Now, a tree of thanks spreads
limbs of potential
for a harvest of friendship.

Gratitude is, indeed, a very powerful gift with infinite potential.

Sunday, January 29, 2012

A Week of Gratitude Thoughts

Or, a week of thoughts about gratitude. This week I received an invitation to write a prayer of gratitude.

This prayer would be for possible inclusion in a book author, June Cotner, is preparing. June previously published a book of "Graces." We sometimes page through that book before a meal to find a grace prayer that might open new doors of awareness of the gifts which surround us.

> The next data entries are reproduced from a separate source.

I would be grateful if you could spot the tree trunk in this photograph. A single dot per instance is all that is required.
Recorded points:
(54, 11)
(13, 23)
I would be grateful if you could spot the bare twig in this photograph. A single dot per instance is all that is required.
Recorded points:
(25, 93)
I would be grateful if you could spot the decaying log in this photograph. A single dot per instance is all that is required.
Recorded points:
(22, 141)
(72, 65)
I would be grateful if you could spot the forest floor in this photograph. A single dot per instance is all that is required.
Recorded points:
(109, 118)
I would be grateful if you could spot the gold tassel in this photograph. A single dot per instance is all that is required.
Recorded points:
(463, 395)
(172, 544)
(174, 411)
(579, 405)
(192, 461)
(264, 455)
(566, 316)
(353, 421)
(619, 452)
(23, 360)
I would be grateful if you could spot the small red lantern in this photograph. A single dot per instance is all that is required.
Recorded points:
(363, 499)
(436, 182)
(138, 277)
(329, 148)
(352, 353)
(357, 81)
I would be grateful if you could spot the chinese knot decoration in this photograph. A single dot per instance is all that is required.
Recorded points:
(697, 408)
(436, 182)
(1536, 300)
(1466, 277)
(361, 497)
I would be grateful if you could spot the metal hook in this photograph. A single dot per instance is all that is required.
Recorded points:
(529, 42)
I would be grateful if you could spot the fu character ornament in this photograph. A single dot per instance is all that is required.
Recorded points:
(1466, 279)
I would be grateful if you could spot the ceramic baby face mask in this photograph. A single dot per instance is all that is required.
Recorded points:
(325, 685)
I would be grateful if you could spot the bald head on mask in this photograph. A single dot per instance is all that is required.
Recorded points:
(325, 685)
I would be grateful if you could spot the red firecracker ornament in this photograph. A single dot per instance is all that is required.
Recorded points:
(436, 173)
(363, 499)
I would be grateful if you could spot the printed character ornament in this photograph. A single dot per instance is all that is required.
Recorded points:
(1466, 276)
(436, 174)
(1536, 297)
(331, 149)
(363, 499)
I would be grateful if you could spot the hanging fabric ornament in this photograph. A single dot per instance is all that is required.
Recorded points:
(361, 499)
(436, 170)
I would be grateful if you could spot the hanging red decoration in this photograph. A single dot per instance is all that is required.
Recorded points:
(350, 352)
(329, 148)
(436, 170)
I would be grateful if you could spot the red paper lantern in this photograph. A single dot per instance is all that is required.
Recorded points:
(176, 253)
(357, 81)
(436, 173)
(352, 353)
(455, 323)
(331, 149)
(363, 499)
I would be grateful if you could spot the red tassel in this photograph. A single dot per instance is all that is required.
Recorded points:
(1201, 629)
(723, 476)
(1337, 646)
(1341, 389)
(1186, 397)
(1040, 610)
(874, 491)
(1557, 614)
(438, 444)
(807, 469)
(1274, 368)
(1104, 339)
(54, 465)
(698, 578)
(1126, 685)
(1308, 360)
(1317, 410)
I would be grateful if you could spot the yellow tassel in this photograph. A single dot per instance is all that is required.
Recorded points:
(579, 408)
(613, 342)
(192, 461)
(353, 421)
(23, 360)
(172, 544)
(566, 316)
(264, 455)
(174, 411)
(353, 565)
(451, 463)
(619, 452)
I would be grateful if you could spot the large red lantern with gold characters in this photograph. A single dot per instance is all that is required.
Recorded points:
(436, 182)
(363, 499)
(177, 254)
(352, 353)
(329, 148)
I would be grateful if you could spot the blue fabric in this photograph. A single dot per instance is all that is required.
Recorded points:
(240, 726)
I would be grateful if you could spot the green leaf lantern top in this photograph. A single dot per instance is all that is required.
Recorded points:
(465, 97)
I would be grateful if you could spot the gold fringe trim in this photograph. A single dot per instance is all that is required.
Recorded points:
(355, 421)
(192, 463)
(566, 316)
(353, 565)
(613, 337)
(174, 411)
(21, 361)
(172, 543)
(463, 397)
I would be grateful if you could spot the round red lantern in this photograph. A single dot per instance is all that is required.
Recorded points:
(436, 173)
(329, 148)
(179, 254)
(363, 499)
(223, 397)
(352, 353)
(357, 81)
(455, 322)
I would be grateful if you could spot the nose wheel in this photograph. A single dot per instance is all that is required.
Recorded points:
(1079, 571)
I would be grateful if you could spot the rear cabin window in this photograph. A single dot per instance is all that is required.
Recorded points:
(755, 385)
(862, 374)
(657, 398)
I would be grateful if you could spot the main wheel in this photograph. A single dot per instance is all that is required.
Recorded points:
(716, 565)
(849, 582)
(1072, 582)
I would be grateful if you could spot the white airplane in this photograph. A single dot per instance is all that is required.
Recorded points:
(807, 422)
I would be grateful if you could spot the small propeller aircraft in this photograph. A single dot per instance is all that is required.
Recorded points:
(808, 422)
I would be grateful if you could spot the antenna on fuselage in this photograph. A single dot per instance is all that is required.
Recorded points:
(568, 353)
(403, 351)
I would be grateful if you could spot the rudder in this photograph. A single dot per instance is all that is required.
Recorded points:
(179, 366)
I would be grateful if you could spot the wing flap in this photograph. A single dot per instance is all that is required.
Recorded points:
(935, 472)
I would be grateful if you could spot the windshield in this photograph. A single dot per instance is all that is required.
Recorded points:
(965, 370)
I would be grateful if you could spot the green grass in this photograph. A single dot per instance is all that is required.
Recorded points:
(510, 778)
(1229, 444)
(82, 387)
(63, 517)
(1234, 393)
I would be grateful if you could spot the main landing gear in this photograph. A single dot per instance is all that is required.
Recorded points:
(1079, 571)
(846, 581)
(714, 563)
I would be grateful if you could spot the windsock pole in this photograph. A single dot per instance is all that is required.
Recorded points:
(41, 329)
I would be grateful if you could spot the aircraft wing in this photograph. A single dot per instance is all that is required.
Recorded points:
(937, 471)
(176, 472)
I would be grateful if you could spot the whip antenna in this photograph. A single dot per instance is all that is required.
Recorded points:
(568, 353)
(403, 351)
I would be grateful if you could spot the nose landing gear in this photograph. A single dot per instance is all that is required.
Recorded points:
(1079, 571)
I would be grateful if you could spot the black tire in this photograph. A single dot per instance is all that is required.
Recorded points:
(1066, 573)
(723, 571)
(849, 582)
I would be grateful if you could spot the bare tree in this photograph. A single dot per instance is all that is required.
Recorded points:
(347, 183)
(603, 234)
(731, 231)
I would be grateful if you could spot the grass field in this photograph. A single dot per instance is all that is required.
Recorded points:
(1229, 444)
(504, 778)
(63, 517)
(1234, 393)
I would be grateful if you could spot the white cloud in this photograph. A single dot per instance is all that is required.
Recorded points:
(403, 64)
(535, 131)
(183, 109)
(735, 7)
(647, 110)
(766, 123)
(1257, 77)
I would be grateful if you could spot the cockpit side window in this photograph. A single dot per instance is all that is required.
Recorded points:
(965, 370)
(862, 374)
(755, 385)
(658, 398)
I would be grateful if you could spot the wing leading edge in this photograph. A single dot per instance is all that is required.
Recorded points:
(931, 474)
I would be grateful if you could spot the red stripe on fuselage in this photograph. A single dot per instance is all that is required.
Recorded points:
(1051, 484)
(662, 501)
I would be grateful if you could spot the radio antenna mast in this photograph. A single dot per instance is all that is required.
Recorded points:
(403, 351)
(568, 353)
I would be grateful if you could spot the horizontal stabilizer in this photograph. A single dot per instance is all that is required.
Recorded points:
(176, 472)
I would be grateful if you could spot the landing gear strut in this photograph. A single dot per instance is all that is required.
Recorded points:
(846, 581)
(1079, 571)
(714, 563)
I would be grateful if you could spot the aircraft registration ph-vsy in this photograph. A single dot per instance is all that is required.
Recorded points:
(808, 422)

As I am thinking about gratitude, I am more aware than ever of interactions that arouse grateful feelings in my heart. I notice that when I'm busy doing whatever I think is so important, I let kind words pass right by! Today, for example, another guest said some very lovely words about her stay at Clare's Well. Instead of, "Yes, I know what you mean," I made myself really listen to her. This might not sound like much, but it was quite profound for me. I saw her and heard her on a level that I usually let pass under my conscious radar. I noticed not only her gratitude, but also mine. What a lovely, lovely shared moment I almost missed.

Thursday, January 19, 2012

Bonding Through Retreat

Here are women who would lay down

their lives for each other, and

for you, too.

Want to nuture such relationships?

Spend a retreat together.

These five Sisters - Ruth Lentner, Carolyn Law, Michelle L'Allier, Ange Mayers, and Isabel Berrones Morales began 2012 with Paula, Carol and Jan at Clare's Well for a week of prayer and sharing materials on Franciscan Discernment: how do we hear the will of God in our lives? The three of us 'elders' couldn't have appreciated this experience more.

I look at this photo of five of our younger members seeking the voice of God in their Franciscan lives, and I see God's face and heart. The evident love and commitment, joy in each other, hope and faith in an unknown future can only come from the impossible, non-practical Spirit we all share. None of us has clarity about what and where our community will be twenty years from now; we don't need to know the details. We know the heart and spirit.